"Would you mind her knowing?" persisted the girl.
"Why on earth should I?" demanded Vane with a look of blank surprise.
She took a few strokes, and then rested on her oars again. "There are people," she said calmly, "who consider I'm the limit—a nasty, fast hussy. . . ."
"What appalling affectation on your part," jeered Vane lighting his pipe. "What do you do to keep up your reputation—sell flags in Leicester Square on flag days?" The girl's attention seemed to be concentrated on a patch of reeds where a water-hen was becoming vociferous. "Or do you pursue the line taken up by a woman I met last time I was on leave? She was a Wraf or a Wren or something of that kind, and at the time she was in mufti. But to show how up to date she was she had assimilated the jargon, so to speak, of the mechanics she worked with. It almost gave me a shock when she said to me in a confidential aside at a mutual friend's house, 'Have you ever sat down to a more perfectly bloody tea?'"
"I think," said Joan with her eyes still fixed on the reeds, "that that is beastly.
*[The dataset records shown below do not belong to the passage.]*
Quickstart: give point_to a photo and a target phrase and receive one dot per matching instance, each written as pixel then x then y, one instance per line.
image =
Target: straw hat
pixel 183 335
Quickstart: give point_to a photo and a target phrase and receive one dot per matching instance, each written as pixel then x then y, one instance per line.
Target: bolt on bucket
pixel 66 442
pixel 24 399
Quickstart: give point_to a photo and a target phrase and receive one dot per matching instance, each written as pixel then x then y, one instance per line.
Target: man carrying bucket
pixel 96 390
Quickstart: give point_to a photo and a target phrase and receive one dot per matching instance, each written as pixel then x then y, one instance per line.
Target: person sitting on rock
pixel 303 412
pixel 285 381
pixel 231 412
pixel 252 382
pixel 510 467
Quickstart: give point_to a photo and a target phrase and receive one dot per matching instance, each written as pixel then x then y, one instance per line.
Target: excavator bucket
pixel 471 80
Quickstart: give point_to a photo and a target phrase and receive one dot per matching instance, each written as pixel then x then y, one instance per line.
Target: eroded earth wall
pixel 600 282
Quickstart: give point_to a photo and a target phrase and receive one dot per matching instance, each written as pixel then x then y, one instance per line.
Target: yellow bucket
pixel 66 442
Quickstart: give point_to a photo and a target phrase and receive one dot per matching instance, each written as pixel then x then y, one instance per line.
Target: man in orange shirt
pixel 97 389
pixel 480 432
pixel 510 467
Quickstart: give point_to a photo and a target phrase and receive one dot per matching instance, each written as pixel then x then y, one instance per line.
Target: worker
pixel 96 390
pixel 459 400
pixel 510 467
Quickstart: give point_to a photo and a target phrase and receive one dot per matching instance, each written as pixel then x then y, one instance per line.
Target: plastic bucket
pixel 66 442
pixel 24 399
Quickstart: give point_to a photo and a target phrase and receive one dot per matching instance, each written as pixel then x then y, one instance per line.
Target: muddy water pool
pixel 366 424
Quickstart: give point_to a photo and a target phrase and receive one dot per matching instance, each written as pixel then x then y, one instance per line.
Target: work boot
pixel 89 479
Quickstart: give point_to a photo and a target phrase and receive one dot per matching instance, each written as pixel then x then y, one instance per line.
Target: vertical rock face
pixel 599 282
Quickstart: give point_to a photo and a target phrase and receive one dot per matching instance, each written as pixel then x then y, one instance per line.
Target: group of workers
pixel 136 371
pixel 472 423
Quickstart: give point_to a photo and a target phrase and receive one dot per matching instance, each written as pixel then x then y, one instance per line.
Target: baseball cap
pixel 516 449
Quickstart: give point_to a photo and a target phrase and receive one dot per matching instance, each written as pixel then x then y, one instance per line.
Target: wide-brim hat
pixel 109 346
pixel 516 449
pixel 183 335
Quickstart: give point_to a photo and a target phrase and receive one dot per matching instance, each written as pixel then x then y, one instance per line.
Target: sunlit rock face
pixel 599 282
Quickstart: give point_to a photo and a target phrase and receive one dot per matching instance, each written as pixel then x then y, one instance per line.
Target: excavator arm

It's not smart, and it does not attract men . . ."
"You're perfectly right there," returned Vane, grimly. "However, arising out of that remark, is your whole object in life to attract men?"
"Of course it is. It's the sole object of nine women out of ten. Why ask such absurd questions?"
"I sit rebuked," murmured Vane. "But to return—in what way do your charitable friends consider you the limit?"
"I happen to be natural," said Joan, "and at times that's very dangerous. I'm not the sort of natural, you know, that loves cows and a country life, and gives the chickens their hard-boiled eggs, or whatever they eat, at five in the morning."
"But you like Blandford," said Vane incautiously.